Just Like Me by Nancy Cavanaugh
Author:Nancy Cavanaugh
Language: eng
Format: epub
Publisher: Sourcebooks, Inc
Published: 2016-02-02T05:00:00+00:00
18
Once all the water was cleaned up, we still had to finish scrubbing all the pots and pans, drying them, and putting them away. By the time we put that last pot into the cupboard, my fingertips looked like raisins, my feet felt heavier than bricks, and my muscles ached like someone had used me as a punching bag.

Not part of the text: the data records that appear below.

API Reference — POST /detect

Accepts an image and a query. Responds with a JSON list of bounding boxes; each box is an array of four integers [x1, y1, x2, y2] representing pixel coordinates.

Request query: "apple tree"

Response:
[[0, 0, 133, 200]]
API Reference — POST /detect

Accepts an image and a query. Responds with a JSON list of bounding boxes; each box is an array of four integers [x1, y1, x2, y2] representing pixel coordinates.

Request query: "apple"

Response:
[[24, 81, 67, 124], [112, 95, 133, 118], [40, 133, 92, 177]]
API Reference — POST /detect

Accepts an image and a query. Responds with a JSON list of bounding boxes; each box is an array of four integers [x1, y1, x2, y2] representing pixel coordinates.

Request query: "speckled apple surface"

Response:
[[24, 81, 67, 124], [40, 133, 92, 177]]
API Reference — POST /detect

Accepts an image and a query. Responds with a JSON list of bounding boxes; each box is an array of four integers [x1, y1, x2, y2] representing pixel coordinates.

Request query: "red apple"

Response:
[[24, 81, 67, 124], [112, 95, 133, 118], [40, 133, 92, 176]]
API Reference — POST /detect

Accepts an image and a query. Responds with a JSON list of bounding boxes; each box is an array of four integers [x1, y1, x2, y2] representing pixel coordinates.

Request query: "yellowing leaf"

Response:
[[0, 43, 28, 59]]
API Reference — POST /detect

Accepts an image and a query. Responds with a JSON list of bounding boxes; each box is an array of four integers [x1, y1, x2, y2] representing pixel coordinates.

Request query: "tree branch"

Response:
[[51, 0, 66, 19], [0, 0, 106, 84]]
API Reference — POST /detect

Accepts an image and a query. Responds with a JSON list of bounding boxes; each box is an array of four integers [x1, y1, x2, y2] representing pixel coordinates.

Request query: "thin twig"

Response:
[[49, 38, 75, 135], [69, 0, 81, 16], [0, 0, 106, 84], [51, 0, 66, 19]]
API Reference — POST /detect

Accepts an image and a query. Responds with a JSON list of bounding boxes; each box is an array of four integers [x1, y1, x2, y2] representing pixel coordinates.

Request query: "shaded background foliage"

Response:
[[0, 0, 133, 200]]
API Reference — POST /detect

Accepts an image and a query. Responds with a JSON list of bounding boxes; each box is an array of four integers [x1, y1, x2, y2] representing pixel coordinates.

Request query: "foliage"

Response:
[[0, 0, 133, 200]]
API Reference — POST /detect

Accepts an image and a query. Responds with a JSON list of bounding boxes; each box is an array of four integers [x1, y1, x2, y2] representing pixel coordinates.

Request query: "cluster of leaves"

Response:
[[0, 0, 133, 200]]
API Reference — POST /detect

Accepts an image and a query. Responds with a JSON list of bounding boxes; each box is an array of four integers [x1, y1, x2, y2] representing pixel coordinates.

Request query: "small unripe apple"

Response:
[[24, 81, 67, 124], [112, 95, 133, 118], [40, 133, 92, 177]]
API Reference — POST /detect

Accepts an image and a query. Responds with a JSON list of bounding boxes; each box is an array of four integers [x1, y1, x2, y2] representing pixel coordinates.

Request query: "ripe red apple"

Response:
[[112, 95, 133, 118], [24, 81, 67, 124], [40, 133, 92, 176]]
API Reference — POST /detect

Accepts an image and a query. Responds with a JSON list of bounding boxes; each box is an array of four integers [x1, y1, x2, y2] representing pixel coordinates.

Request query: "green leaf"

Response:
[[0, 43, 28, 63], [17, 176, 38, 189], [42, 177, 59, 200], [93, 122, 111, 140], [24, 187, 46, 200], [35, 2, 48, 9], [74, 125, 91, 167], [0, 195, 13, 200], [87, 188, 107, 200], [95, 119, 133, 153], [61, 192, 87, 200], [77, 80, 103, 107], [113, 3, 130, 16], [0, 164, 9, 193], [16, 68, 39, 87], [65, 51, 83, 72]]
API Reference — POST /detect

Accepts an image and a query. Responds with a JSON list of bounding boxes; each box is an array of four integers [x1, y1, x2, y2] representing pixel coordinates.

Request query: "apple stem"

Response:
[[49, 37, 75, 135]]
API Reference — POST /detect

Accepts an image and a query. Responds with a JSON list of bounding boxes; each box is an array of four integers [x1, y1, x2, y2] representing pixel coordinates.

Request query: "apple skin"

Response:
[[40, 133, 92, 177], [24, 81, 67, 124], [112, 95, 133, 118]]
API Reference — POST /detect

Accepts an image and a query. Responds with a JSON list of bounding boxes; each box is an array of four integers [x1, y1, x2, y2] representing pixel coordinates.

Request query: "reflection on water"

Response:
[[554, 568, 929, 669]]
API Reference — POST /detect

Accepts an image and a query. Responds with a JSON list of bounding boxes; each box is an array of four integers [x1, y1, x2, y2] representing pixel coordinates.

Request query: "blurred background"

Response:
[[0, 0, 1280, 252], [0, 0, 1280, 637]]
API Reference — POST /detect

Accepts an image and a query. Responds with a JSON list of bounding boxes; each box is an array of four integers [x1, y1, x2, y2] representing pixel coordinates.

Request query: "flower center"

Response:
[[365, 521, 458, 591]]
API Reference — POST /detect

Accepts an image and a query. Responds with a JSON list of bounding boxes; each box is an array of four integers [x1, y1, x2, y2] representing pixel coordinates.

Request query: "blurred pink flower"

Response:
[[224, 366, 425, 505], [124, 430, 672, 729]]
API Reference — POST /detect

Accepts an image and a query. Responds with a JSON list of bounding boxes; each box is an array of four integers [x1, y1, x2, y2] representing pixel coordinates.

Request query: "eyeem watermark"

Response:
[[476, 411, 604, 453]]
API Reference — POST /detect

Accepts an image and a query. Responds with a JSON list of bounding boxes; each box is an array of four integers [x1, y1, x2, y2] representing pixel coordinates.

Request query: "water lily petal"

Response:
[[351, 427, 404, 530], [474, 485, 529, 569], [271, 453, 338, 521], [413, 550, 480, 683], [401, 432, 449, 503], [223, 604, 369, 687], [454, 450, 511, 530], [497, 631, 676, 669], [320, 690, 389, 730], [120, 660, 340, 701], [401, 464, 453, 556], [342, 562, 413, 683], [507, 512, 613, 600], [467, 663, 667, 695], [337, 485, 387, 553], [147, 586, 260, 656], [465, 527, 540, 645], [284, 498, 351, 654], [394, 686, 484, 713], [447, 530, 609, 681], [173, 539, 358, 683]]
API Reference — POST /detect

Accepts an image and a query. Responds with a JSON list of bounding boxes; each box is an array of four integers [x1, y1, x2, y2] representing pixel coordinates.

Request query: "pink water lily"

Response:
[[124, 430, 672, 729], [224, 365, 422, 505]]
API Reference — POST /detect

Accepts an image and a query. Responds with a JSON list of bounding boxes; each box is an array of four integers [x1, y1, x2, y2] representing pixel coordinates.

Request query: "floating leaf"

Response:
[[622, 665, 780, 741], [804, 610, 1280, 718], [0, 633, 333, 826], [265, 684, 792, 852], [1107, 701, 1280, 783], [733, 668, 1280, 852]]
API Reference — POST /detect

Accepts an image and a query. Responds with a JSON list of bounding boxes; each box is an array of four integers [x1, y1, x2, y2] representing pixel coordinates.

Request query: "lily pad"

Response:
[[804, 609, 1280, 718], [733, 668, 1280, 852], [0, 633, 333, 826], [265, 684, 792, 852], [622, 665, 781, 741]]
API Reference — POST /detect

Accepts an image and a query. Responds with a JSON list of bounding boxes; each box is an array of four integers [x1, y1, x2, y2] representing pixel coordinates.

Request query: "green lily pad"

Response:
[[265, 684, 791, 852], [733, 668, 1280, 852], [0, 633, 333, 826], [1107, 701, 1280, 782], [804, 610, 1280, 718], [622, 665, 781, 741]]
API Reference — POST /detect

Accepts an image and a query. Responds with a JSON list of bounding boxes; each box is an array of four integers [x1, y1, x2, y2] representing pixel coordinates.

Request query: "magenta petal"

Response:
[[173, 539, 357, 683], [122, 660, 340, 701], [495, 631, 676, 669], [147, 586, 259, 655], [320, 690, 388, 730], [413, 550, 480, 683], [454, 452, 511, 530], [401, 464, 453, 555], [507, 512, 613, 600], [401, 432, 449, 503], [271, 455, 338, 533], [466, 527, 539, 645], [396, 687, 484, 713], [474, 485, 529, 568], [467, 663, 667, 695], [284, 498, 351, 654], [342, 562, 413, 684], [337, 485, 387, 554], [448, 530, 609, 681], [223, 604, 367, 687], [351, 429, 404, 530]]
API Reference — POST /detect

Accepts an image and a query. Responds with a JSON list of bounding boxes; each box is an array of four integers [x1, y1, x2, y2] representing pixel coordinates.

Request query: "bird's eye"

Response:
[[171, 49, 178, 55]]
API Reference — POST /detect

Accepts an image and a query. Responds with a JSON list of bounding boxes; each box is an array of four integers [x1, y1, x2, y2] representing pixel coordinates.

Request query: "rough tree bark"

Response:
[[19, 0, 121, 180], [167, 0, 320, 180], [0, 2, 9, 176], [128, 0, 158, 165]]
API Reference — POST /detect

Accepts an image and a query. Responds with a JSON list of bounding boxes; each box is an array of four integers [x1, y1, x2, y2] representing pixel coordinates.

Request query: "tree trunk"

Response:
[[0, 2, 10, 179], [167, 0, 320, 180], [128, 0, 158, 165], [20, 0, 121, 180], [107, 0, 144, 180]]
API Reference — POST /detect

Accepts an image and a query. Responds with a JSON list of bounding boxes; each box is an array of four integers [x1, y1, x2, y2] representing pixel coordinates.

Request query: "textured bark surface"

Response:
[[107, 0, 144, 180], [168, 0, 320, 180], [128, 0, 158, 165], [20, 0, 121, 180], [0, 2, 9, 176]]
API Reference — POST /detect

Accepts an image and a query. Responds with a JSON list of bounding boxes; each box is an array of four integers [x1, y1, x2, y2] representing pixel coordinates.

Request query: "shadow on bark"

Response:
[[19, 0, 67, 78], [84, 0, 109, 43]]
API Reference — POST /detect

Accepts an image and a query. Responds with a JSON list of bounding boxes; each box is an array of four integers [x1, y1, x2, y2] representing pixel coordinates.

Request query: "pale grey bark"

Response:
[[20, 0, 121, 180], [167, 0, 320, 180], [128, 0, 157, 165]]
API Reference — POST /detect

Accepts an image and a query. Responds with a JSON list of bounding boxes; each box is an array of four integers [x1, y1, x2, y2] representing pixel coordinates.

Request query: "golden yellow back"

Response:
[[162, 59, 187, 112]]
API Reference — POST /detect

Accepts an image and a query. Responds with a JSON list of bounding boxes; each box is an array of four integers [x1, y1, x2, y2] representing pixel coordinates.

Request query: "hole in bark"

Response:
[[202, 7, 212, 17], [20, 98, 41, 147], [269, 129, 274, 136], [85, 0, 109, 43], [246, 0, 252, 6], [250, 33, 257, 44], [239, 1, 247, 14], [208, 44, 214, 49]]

With the flashlight we’d found under the sink in the camp kitchen, the six of us walked back from the mess hall by ourselves in the dark. The air felt cool, and if we hadn’t still been wet from our water fight, it might have felt refreshing. But after being in the hot, humid dish room for hours, the chilly night air made me shiver.
It was late and camp was deserted, except for Sarge Marge sitting in the bulldog chair waiting for us.
“Well, ladies, since you like water so much, you’ll be seeing a lot more of it. Tomorrow during morning activity, you’ll be washing the entire mess hall floor on your hands and knees,” Sarge Marge said. “It will likely be just as exhilarating as free swim, which is what all the other campers will be doing while you’re making that floor sparkle.”
This was not good news. The mess hall was huge, and the floor in the mess hall was disgusting. I would rather swim in the shallow water with a thousand life jackets on during morning free swim than wash that floor.
“Sleep well, ladies.”
But as terrible as the news was, we were almost too tired to comprehend it. Today had been a killer day, as Becca would say—the soccer game, the cabin argument, the water fight, and now the filthy mess hall floor to look forward to in the morning.
Inside the cabin, we peeled off our wet shorts and T-shirts and let them lie right where they landed on the sandy concrete floor. I knew our clothes would smell by morning if we didn’t hang them up, but none of us cared. We all jumped into our pj’s and were zipped up in our sleeping bags faster than Becca had gotten her first penalty in the lane soccer game that afternoon.
Even faster than that, steady sounds of sleep filled the cabin, but my tired body wasn’t strong enough to put my restless thoughts to rest. I grabbed my Ms. Marcia journal and my flashlight and ducked inside my sleeping bag.
Dear Ms. Marcia,
I don’t want anyone to know what I’ve been pretending with the blanket because if I told the truth, I might have to confess to everything I’ve been pretending.
Like, that on nights when I lie awake in bed with my blanket, I sometimes whisper things to my birth mom. Things I wish I could tell her about me. Things I wish I could ask her about herself.
And even though I don’t ever wonder if my adoptive mom loves me (that’s a question I don’t have to do any research to answer), I do wonder what she would think about all this pretending.